The Illinois Supreme Court recently clarified the element of causation in its ruling in Michael v. Precision Alliance Group, LLC, 21 N.E.3d 1183 (Ill. 2014). In Michael, employees who reported about certain practices of Precision’s that resulted in an investigation by the Department of Agriculture, and whose employment was subsequently terminated, brought a retaliatory discharge action against the company.
The trial court applied the three part McDonnell Douglas burden of proof analysis, and concluded that the plaintiffs established a prima facie case after being discharged a short time after they reported Precision’s practices, and, therefore, there was “a causal nexus” between the reporting and their firing. Precision, however, articulated legitimate, nondiscriminatory reasons (documented horseplay and a reduction in work force) for their discharge, and argued that the plaintiffs failed to prove the articulated reason for the discharge was pretextual.

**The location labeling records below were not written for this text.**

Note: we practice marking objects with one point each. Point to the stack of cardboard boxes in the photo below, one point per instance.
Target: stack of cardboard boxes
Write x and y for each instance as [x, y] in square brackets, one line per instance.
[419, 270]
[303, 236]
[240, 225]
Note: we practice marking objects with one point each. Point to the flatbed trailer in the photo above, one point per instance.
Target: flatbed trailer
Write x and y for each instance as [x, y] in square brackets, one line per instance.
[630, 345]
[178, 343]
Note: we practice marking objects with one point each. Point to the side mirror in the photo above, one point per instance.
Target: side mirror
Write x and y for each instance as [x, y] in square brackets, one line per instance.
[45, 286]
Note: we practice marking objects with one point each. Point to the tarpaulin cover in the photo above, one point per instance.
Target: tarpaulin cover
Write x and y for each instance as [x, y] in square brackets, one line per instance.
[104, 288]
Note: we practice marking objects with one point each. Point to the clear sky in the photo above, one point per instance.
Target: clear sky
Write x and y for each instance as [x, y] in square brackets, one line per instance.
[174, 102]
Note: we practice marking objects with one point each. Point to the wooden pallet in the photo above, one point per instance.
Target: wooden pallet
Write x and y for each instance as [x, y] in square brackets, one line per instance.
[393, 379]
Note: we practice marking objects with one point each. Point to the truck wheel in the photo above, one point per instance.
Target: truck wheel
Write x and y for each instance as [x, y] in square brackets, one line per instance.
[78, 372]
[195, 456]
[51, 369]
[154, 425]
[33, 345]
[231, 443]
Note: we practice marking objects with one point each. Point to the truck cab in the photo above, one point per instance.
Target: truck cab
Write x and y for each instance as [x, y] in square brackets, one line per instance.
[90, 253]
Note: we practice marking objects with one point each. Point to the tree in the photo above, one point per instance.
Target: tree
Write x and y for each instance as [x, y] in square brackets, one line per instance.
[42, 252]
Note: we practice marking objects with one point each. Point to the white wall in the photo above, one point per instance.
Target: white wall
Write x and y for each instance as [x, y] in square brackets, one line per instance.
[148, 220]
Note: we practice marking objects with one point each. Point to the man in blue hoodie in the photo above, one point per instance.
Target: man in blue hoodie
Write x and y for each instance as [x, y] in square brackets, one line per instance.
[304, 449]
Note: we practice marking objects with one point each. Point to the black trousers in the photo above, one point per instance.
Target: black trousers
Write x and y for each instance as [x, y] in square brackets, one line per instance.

The trial court concluded that the plaintiffs failed to meet the their burden under the three part burden of proof analysis. The appellate court reversed the trial court decision. On appeal, the Illinois Fifth District Appellate Court reversed, stating that the trial court had erroneously increased the plaintiffs’ burden once it had established a “causal nexus.” The case was remanded to the trial court for further proceedings on the issue of damages, since the trial court found a causal nexus between the protected activities and the discharge. Precision appealed to the Illinois Supreme Court.
The Illinois Supreme Court stated that, although the trial court came to the correct resolution, a finding of a “causal nexus” needed for establishing a prima facie case of discrimination under the three part McDonnell Douglas test is not the equivalent of a finding of causation in retaliatory discharge cases in Illinois. When deciding the element of causation, the ultimate issue is the employer’s motive in discharging the employee; and, if the employer comes forward with a valid, nonpretextual basis for discharging its employees and the trier of fact believes it, then the causation element required to be proven is not met. Furthermore, when the tier of fact believes the employer’s proffered reasons, the Illinois Supreme Court also rejected the argument that more than one proximate cause may exist. The multiple causation concept does not apply in the context of narrowly-defined claims for retaliatory discharge.
In the event an employee is engaged in a protected activity, such as the filing or anticipation of filing a claim under the Workers’ Compensation Act or reporting illegal conduct (whistleblowing), employers in Illinois are well advised to accurately document all employee insubordination. Employers can defeat a claim of retaliatory discharge if it puts forth a legitimate, nondiscriminatory reason, and the trier of fact believes it.